Qu’importe à Laurent Joffrin si Anders Behring Breivik lui-même se réfère, dans son manifeste de 1500 pages, à des idéologues de la droite néo-conservatrice états-unienne, mais aussi à Oriana Fallacci, et surtout à Alain Finkielkraut et Frédéric Encel [7]. Un fanatique peut, certes, s’emparer de n’importe quel discours et le mettre à son service, sans que son auteur soit responsable d’actes de terreur commis en son nom. Mais ces références n’auraient-elles pas dû refréner les ardeurs de Laurent Joffrin dans son entreprise de construction d’une frontière étanche entre Anders Behring, quelques forums d’extrême-droite et le reste du spectre politique et intellectuel ? On a connu Laurent Joffrin moins timide, comme par exemple lorsqu’il a fait publier en mars dernier, dans le Nouvel Obs qu’il dirige, un article d’Ariane Chemin pointant celles et ceux qui « décontaminent la pensée du FN ». Éric Zemmour, Élisabeth Lévy, Philippe Cohen… y étaient accusés de « brouille[r] les repères et les pistes » : « En focalisant le débat sur leurs thèmes fétiches – l’identité française, l’État, l’Islam – ils ont irrigué le champ politique qui court de Sarkozy à la candidate d’extrême-droite ». Serait-ce trop demander à Laurent Joffrin que de s’interroger sur l’hypothèse que certain-e-s idéologues aient pu « irriguer » le cerveau du tueur d’Oslo, a fortiori lorsque ce dernier les cite ? [8]

Identifier d’improbables responsables

Certains sont allés encore un peu plus loin, en opérant un renversant changement de perspective.

Nous avions déjà mentionné, dans notre précédent article, ce reportage de TF1 dans lequel on apprenait que les « tensions » générées par les « populations immigrées » et les « musulmans » en Norvège faisaient « le terreau de l’extrême-droite et des intégrismes religieux chrétiens ou musulmans ». À défaut d’être coupables, les musulmans étaient ainsi indirectement responsables des attentats.

C’est ce que confirme Christophe Barbier dans son éditorial vidéo du 26 juillet [9] : « Il y a un fondamentalisme chrétien, blanc, nationaliste, protecteur d’une pseudo-identité qu’il s’agirait de préserver dans sa pureté.
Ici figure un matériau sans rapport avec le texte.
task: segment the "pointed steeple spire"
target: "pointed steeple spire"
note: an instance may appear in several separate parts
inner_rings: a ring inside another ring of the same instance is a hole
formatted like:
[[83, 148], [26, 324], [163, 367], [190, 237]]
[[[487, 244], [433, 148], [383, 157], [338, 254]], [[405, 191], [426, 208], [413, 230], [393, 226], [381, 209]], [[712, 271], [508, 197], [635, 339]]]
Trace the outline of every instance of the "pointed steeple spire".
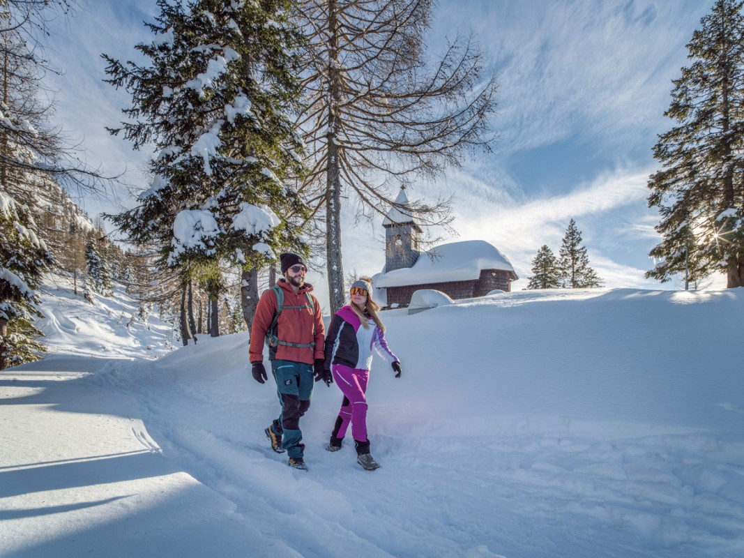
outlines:
[[[398, 206], [403, 206], [403, 208], [408, 207], [408, 196], [405, 194], [405, 186], [400, 187], [400, 191], [398, 192], [398, 197], [395, 199], [395, 203]], [[388, 211], [388, 214], [385, 215], [385, 219], [382, 219], [382, 226], [387, 228], [396, 225], [412, 224], [420, 232], [421, 229], [413, 214], [410, 211], [406, 211], [403, 208], [397, 206], [391, 207], [390, 211]]]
Ce problème-là, il est chez nous, il est devant nous, aussi grave que l’islamisme ». Barbier semble faire figure d’exception : il met sur le même plan le « fondamentalisme chrétien » et « l’islamisme ». Mais avec la suite, ça se complique : « Le danger n’est pas seulement venu de l’extérieur, il est aussi dans les réactions, les anticorps, comme on pourrait dire, que l’on produit face à ce danger, et qui sont eux aussi un poison pour nos démocraties ». Vous avez bien lu : le « fondamentalisme chrétien » du tueur d’Oslo est une « réaction » face au « danger » islamiste. Pas besoin de long discours, seulement d’une question dont la réponse nous semble évidente : Christophe Barbier et ses confrères éditocrates ont-ils un jour expliqué que le terrorisme islamiste était une « réaction » à un « danger venu de l’extérieur », rendant ainsi responsables des attentats perpétrés par des intégristes musulmans d’autres que les intégristes eux-mêmes ?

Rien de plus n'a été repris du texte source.